Parenting during the time of COVID-19 is devastatingly difficult.
It is trying to put on a brave face and feeling guilty when your mask slips.
It is making schedules and thinking up art projects and trying to assume the roles of teacher, coach, and therapist.
It is worrying whether there will be milk.
It is cooking three meals a day. Cleaning up toys constantly. Never getting a second to stop.
It is having to constantly calculate risks: Work or daycare? Park or stir-craziness? iPad or worksheets?
It is losing every single thing that makes you feel like yourself, again: podcasts in the car, reading for pleasure, relationships outside of your home.
It is never having a single minute when you aren’t on duty. And often, you are on duty as both a parent and an employee.

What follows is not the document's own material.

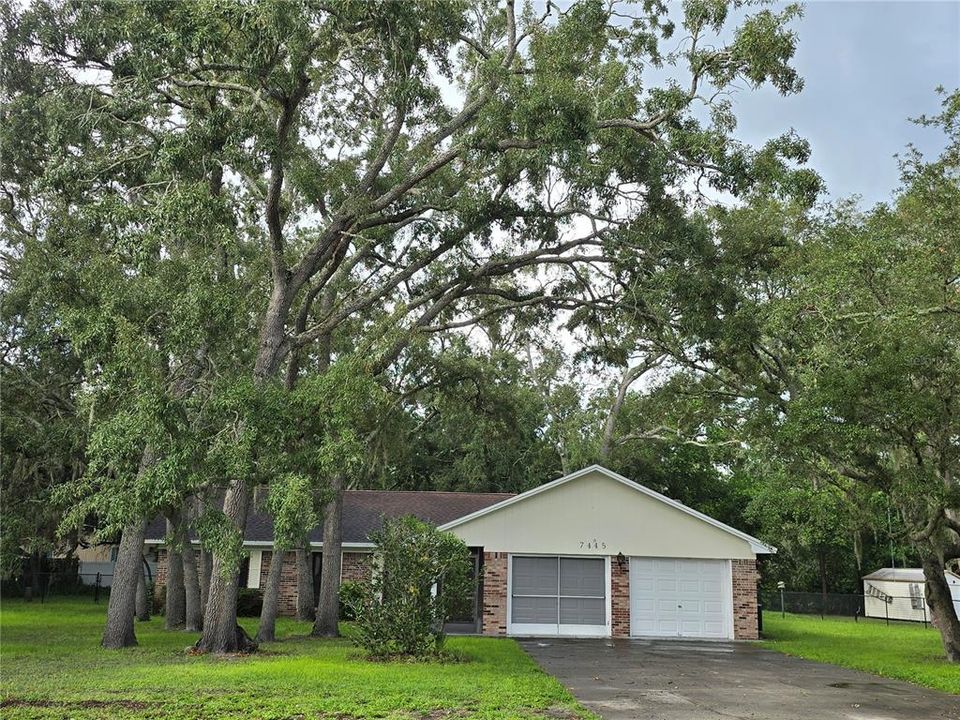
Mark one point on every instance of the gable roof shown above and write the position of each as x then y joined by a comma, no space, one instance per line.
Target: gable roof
757,546
364,511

It is the typical mom guilt–the feeling that you never are giving anything enough attention–amplified times a thousand.
It is wondering whether your wife should sleep in another room so that you don’t get sick.
It is wondering whether, if you both get sick, someone will be able to step in and care for you children.
It is worrying, more and more, what the lasting impact of this will be. How will this shape what it means for them to be a child? What will they remember? What won’t they get to experience?
It is watching what you say and then missing honest conversation.
It is wanting to be the superhero for them but not having anyone be the superhero for you.
It is, I’m just going to say it, damn-near crippling.
And I say all this while acknowledging that Sona and I are among the privileged. We have our jobs. We won’t lose our home over this. The very foundation of our lives won’t fundamentally shift.
Even still, I’m not okay.
As a T1D, I’m immunocompromised. I have an alcoholic father with dementia who I am solely responsible for and who is completely dependent on me. I have a wife whose coworkers are being testing for COVID. Just in the past 24 hours, I’ve had to email an editor asking for an extension on an important book project and have had to back out of a work project, which burdens others quite a bit. We have no dependable family nearby, not that we could see them if we could.
It is a lot, and if I feel the way I’ve felt the past few days for much longer, I’m going to reach out and try to get some help.
And that’s, ultimately, why I’m writing this now. Not because anyone needs to hear how hard things are. We are all living it.
But this is for the other mommas out there, more than anything. Because it is the mommas who end up bearing the brunt of it–always.
I see you, Momma. Are you okay?
I want you to know that you can answer that question honestly. I want you to know: I’m not okay either.